Scheduling Algorithm¶

Phase	Operation
Filtering	Eliminate nodes that don't meet Pod requirements (resources, taints, affinity)
Scoring	Rank remaining nodes: LeastRequestedPriority, BalancedResourceAllocation, NodeAffinityPriority, PodTopologySpread
Binding	Assign Pod to highest-scoring node
Preemption	If no node fits, evict lower-priority Pods

Sources¶

Benchmarks¶

Scope

Kubernetes scalability limits, API server performance, etcd throughput, and scheduling benchmarks.

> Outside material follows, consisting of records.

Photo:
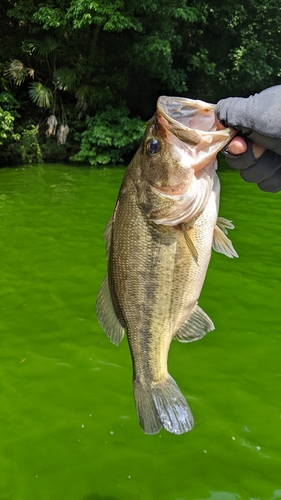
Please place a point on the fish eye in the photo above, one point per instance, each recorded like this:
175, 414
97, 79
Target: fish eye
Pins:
152, 146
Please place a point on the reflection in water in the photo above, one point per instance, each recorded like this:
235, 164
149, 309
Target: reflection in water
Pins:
95, 496
67, 418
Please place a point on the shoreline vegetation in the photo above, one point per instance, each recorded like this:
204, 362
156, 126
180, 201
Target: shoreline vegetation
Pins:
79, 79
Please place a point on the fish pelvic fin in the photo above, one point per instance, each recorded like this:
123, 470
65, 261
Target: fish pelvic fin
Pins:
106, 314
162, 405
190, 243
195, 327
221, 243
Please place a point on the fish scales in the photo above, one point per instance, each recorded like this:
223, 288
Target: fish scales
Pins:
154, 278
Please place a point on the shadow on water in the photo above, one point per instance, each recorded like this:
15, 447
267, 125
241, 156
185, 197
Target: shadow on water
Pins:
95, 496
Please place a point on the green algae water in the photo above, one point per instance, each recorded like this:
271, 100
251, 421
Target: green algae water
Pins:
68, 427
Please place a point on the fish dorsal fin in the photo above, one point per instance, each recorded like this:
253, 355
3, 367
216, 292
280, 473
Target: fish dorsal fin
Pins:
195, 327
221, 243
106, 314
190, 243
107, 235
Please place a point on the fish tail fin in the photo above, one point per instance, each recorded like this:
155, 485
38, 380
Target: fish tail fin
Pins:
162, 405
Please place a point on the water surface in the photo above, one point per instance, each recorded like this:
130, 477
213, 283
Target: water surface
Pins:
67, 420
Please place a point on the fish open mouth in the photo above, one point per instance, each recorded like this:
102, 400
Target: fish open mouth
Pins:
193, 122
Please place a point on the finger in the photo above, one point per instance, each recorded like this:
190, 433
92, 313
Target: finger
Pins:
237, 146
243, 160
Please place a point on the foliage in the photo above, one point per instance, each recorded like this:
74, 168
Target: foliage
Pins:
109, 136
79, 59
8, 114
29, 148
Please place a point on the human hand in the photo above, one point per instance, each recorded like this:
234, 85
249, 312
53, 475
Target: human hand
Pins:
257, 155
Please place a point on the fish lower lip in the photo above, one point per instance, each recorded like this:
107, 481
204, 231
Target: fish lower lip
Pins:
175, 190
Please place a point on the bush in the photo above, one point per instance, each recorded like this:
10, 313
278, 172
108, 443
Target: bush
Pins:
109, 137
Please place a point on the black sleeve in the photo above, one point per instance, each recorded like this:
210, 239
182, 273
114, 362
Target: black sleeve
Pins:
257, 117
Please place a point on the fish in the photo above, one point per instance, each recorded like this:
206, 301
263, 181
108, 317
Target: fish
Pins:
158, 247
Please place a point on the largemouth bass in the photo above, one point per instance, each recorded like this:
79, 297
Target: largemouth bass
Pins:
158, 245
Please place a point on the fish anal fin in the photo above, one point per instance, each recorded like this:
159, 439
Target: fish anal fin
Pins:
189, 243
195, 327
221, 243
224, 224
106, 314
162, 404
107, 236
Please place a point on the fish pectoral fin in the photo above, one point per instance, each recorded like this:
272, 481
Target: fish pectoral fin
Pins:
106, 314
221, 243
195, 327
190, 243
162, 404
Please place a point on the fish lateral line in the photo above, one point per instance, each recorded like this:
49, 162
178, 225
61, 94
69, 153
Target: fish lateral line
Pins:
189, 243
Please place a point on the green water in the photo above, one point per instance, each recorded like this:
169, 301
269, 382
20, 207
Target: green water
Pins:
68, 428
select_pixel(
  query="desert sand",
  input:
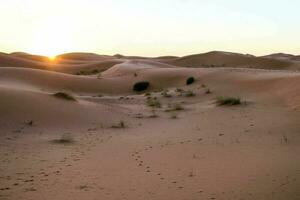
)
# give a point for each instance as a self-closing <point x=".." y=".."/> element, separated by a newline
<point x="116" y="146"/>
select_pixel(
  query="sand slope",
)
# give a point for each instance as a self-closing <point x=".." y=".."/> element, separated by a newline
<point x="225" y="59"/>
<point x="201" y="151"/>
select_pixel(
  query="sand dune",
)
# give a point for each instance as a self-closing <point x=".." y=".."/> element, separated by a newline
<point x="224" y="59"/>
<point x="122" y="147"/>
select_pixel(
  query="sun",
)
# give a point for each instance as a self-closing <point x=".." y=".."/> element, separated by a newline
<point x="51" y="58"/>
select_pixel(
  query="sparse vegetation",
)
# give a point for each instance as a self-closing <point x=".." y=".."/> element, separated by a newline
<point x="153" y="114"/>
<point x="153" y="102"/>
<point x="66" y="138"/>
<point x="207" y="91"/>
<point x="30" y="123"/>
<point x="173" y="116"/>
<point x="64" y="95"/>
<point x="165" y="94"/>
<point x="88" y="72"/>
<point x="121" y="124"/>
<point x="174" y="107"/>
<point x="141" y="86"/>
<point x="190" y="80"/>
<point x="189" y="93"/>
<point x="179" y="90"/>
<point x="285" y="138"/>
<point x="228" y="101"/>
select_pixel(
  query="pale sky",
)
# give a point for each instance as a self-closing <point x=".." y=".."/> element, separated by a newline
<point x="149" y="27"/>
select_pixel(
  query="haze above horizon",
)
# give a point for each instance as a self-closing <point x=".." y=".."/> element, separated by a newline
<point x="152" y="28"/>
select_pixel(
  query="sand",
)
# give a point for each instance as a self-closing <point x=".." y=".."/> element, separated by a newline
<point x="203" y="151"/>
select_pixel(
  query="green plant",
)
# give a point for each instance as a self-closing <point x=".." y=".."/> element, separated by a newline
<point x="190" y="80"/>
<point x="189" y="93"/>
<point x="64" y="95"/>
<point x="230" y="101"/>
<point x="173" y="116"/>
<point x="174" y="107"/>
<point x="66" y="138"/>
<point x="165" y="94"/>
<point x="153" y="102"/>
<point x="88" y="72"/>
<point x="141" y="86"/>
<point x="121" y="124"/>
<point x="207" y="91"/>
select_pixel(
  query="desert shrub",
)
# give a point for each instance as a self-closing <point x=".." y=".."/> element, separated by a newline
<point x="207" y="91"/>
<point x="230" y="101"/>
<point x="174" y="107"/>
<point x="141" y="86"/>
<point x="66" y="138"/>
<point x="190" y="80"/>
<point x="173" y="116"/>
<point x="189" y="93"/>
<point x="88" y="72"/>
<point x="64" y="95"/>
<point x="121" y="124"/>
<point x="153" y="102"/>
<point x="165" y="94"/>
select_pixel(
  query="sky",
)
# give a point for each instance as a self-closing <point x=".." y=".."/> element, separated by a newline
<point x="149" y="27"/>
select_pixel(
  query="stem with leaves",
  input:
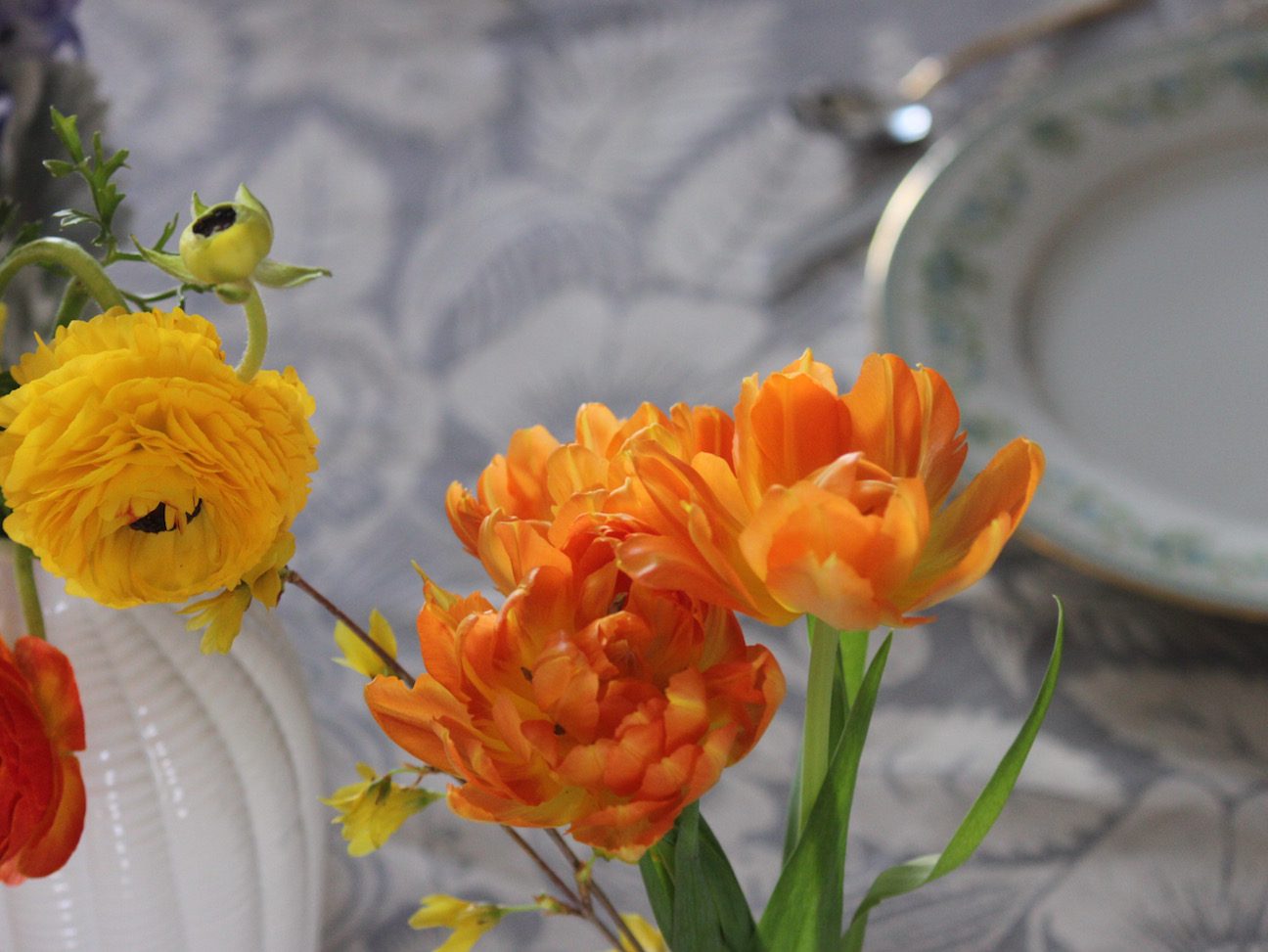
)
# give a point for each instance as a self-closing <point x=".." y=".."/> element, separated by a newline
<point x="60" y="252"/>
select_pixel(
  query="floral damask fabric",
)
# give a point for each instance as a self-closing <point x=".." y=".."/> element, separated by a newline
<point x="552" y="202"/>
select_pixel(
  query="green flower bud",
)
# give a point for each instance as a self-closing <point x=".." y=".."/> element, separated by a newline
<point x="225" y="243"/>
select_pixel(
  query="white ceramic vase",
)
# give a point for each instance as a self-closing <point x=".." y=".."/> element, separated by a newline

Official Scalability Targets (SIG Scalability)¶

Kubernetes officially tests and targets these limits per cluster:

Dimension	Target	Notes
Nodes	5,000	Tested by SIG Scalability
Pods	150,000	30 pods/node avg
Pods per node	110	Kubelet default `maxPods`
Services	10,000
Endpoints per Service	5,000	Beyond this, use EndpointSlices
Namespaces	10,000
ConfigMaps	30,000
Secrets	30,000
Total API objects	~300,000	etcd storage limit

API Server Performance¶

Metric	Target SLO	Notes
API request latency (mutating, P99)	< 1s	At 5000-node scale
API request latency (non-mutating, P99)	< 5s	For resource-list calls
API request latency (P50)	< 100ms	Typical operations
Startup latency (P99)	< 5s	Pod ready from API call

etcd Performance¶

Cluster Size	WAL fsync P99	Read latency P99	Write QPS	Storage
< 100 nodes	< 5ms	< 10ms	1,000	2Gi
100-500 nodes	< 10ms	< 25ms	5,000	4Gi
500-5000 nodes	< 10ms	< 50ms	10,000	8Gi

Disk Latency is Critical

etcd requires sequential writes with fsync. Any disk with > 10ms fsync latency will cause leader elections, cluster instability, and cascading failures.

Scheduling Performance¶

Scheduler Metric	Value	Conditions
Scheduling throughput	~100 pods/sec	Default scheduler, 5000-node cluster
Scheduling latency (P99)	< 100ms	Without complex affinity rules
Scheduling with affinity	20-50 pods/sec	Pod anti-affinity across nodes
Preemption overhead	+50-100ms	When preemption kicks in

Network Performance (CNI Comparison)¶

CNI	Pod-to-Pod Latency	Throughput (TCP)	Throughput (eBPF)	Encryption Overhead
Cilium	~50us	9.5 Gbps	9.8 Gbps (native)	15-20% (WireGuard)
Calico	~60us	9.2 Gbps	9.5 Gbps (eBPF mode)	20-25% (WireGuard)
Flannel (VXLAN)	~80us	8.5 Gbps	N/A	N/A (no native)
Host networking	~30us	10 Gbps	N/A	N/A

Real-World Scale References¶

Google GKE: Supports 15,000 nodes per cluster (managed)
AWS EKS: Up to 5,000 nodes with managed control plane
OpenAI: Runs 7,500-node clusters for ML training
Alibaba Cloud: Reported testing at 10,000+ nodes

Sourcing Status¶

Unsourced Performance Data

The performance numbers in this document are estimated from vendor documentation, community benchmarks, and engineering judgment. They do not represent controlled benchmarks with documented test conditions. Specific hardware configurations, software versions, and test methodologies were not recorded.

Use these figures as rough guidance only. For production capacity planning, run your own benchmarks against your specific workload and infrastructure.